James: We have spent a lot of time compiling our Mandarin-language BCP services. There have been several translations of the BCP into Mandarin in the past: from Taiwan in 1928, from Sichuan in 1932, from Shanghai also in 1932, from North China in 1937, from Singapore in 1956, from South East Asia, and from Hong Kong in 1998. We are comparing all of these translations, word by word, and choosing the best one in each case. For example, “Open thou our lips” is not well translated. Most of the translation versions say rather “Let us open our lips”, or simply “Help us open our lips”, which are quite different! “Open thou our lips” needs to be translated quite exactly, since it is from the Bible, like so much of the Prayer Book is. With the support of Bishop Patrick Yu, we have started a Theological Studio at St. Leonard’s Anglican Church. This studio is designed as a research centre for the ministry field, just like a factory that produces tools to support our existing ministries. We hope that we can produce a Canadian version Chinese BCP, which will be a true blessing to our Chinese people.

Morning: And we want to make our translation a truly Canadian Prayer Book.

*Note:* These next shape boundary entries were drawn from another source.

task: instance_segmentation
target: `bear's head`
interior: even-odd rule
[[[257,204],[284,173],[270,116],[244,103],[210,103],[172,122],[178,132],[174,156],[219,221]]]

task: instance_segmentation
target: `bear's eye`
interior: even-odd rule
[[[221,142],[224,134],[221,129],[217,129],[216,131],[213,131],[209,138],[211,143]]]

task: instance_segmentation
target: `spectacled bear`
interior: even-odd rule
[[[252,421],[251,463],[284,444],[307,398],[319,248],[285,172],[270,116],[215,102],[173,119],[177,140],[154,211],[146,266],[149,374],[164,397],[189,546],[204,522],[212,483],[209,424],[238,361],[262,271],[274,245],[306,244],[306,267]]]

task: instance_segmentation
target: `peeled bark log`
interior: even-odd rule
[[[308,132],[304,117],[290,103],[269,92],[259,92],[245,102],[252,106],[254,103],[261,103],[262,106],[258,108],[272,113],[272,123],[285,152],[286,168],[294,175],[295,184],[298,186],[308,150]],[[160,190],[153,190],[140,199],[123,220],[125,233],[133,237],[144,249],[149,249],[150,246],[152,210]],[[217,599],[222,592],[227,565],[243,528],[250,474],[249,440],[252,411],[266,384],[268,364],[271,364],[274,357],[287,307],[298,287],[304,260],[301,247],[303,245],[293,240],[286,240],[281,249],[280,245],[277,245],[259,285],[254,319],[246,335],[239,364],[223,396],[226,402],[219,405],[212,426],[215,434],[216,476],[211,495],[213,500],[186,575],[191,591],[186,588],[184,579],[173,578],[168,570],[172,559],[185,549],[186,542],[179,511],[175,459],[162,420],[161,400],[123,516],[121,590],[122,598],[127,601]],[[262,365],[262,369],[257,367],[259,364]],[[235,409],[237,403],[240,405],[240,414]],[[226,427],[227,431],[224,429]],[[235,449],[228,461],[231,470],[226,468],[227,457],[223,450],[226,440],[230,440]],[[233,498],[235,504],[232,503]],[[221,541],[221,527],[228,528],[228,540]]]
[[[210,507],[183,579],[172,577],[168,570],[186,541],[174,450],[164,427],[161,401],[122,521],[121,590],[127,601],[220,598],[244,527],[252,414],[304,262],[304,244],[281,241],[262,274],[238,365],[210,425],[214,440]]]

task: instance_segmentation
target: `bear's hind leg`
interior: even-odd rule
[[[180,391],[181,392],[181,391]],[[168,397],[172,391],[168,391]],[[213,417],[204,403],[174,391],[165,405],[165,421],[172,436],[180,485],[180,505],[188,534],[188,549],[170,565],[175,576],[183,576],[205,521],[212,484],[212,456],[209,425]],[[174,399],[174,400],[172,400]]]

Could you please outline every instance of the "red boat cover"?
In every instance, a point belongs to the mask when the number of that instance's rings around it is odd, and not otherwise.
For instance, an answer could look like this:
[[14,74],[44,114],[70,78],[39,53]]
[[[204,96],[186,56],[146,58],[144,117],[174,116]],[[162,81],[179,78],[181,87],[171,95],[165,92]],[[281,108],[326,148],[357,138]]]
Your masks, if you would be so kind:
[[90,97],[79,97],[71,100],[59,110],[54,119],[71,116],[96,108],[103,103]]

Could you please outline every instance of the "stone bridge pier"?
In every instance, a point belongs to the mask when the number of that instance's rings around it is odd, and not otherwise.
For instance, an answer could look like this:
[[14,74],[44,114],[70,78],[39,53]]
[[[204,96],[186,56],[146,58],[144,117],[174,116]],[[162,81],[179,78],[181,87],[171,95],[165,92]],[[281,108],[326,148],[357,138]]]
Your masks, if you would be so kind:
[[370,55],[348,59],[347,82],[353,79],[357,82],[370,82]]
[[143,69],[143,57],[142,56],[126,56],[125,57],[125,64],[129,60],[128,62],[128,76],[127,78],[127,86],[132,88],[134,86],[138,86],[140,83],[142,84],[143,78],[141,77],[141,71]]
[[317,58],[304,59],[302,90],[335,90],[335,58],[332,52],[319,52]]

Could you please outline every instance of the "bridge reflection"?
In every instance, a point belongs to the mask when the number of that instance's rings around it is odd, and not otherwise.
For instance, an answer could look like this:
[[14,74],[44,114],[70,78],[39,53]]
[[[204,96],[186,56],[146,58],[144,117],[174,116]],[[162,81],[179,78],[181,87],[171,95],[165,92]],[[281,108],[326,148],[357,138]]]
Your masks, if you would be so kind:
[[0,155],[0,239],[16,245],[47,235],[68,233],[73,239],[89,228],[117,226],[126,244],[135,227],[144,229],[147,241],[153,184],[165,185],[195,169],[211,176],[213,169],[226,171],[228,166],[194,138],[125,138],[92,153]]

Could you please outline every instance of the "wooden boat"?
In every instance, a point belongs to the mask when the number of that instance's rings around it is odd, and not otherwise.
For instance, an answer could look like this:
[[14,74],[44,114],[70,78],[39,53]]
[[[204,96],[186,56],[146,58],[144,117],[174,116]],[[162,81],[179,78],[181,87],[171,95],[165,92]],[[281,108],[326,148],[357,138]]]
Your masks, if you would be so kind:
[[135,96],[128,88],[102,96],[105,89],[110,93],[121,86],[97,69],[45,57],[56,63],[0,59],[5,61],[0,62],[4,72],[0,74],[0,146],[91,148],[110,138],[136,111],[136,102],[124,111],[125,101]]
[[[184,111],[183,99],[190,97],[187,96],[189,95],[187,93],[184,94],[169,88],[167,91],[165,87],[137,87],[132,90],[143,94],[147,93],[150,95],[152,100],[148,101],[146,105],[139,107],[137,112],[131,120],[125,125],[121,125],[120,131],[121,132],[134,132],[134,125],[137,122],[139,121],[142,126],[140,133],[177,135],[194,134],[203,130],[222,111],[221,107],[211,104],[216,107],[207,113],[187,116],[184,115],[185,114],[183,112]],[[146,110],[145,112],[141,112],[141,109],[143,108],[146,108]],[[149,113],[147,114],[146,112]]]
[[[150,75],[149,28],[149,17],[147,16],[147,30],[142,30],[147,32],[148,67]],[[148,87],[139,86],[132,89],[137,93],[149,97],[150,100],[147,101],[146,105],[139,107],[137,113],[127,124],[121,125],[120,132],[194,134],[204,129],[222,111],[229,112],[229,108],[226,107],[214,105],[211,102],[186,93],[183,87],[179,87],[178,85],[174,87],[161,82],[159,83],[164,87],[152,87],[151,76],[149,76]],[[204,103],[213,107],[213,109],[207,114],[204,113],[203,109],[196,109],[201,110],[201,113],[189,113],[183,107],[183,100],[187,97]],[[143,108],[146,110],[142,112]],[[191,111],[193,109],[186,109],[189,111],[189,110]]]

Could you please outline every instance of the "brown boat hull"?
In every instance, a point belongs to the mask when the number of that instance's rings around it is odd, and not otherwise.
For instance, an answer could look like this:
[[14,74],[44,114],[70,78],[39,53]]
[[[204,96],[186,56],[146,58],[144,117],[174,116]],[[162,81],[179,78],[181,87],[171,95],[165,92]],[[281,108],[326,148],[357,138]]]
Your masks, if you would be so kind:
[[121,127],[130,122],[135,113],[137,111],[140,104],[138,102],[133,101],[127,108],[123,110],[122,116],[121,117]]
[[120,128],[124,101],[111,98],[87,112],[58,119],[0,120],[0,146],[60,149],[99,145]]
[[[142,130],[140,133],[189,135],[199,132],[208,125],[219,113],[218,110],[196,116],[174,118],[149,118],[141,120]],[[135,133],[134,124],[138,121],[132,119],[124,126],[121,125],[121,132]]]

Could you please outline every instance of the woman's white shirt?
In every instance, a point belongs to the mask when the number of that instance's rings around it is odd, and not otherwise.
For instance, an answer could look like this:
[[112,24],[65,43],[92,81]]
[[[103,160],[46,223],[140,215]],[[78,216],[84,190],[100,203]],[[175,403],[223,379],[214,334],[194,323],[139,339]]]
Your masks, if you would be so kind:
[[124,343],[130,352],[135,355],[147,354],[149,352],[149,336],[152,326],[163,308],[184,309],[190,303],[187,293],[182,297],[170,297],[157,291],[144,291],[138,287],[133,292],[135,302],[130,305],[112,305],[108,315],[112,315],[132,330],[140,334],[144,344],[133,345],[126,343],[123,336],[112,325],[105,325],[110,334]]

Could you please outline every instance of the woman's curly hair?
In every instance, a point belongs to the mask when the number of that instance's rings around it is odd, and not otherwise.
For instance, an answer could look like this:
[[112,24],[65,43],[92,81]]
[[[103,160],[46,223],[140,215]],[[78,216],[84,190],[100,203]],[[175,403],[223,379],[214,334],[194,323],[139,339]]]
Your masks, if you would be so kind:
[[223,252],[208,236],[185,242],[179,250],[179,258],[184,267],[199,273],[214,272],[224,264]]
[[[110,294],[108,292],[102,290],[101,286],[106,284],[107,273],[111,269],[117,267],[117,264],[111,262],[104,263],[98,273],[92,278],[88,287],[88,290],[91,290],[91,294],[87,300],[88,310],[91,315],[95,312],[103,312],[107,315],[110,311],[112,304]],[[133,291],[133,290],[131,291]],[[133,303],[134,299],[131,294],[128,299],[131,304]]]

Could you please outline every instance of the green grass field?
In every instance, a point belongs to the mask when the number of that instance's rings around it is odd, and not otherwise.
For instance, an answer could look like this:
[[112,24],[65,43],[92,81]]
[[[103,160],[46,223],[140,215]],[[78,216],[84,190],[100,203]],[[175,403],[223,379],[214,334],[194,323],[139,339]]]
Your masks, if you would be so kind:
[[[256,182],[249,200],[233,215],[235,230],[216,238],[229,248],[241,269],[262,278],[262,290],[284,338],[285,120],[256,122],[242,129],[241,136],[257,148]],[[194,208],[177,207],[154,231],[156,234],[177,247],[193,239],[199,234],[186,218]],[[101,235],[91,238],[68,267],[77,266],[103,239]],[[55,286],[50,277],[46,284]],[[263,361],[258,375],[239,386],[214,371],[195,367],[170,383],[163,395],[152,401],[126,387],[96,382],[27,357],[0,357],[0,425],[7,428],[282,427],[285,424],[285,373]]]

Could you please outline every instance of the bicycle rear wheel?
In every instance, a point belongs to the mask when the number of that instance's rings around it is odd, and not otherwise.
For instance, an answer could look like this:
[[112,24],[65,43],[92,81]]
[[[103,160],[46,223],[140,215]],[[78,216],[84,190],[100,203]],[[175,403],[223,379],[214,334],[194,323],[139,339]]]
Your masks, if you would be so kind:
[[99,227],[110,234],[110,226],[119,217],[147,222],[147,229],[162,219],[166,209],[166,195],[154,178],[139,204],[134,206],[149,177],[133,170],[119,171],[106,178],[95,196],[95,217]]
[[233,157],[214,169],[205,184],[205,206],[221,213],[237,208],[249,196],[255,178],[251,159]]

For example, the Taiwanese translation is mostly from the United States. And they don’t pray for the Queen! There is a Hong Kong prayer book, but they don’t pray for the Queen either. So we compare all of the versions in detail, to find the best translation. We go back to the Latin, or to the Hebrew Old Testament, or to the Greek New Testament. It takes lots of time! Father Walter Hannam at St. Bartholomew’s has been very helpful in this. We are inspired in this work by the thought that our research has a meaningful purpose – we have a tangible ministry.

James: The Prayer Book is a living tradition, and shapes us spiritually. As the Lutheran theologian Jaroslav Pelikan commented, tradition is the living faith of the Saints; it is not traditionalism, which is “the dead faith of the living”. We believe that the use of the BCP can be a force for revival in this post-modern society. The BCP shows us how to share the Gospel, and how to teach disciples.

Morning: We have nothing against ecumenism. But different denominations have different strengths. Our strength, our grounding and framework, is our BCP liturgy. James and I are focusing on this, and it’s working! We can learn a lot of good things from the non-liturgical evangelical church side, which is really good. We can learn from their passion! But it doesn’t mean we need to tear down our own strong framework. If we do that, we don’t know any more who we are!

James and Morning: As our faith continuously unfolds, it needs to be built upon our tradition. We are on our way. Being newcomers on the Anglican faith journey, we need lots of help and support from the people before us. We would like to thank all of those who are helping us through this great opportunity.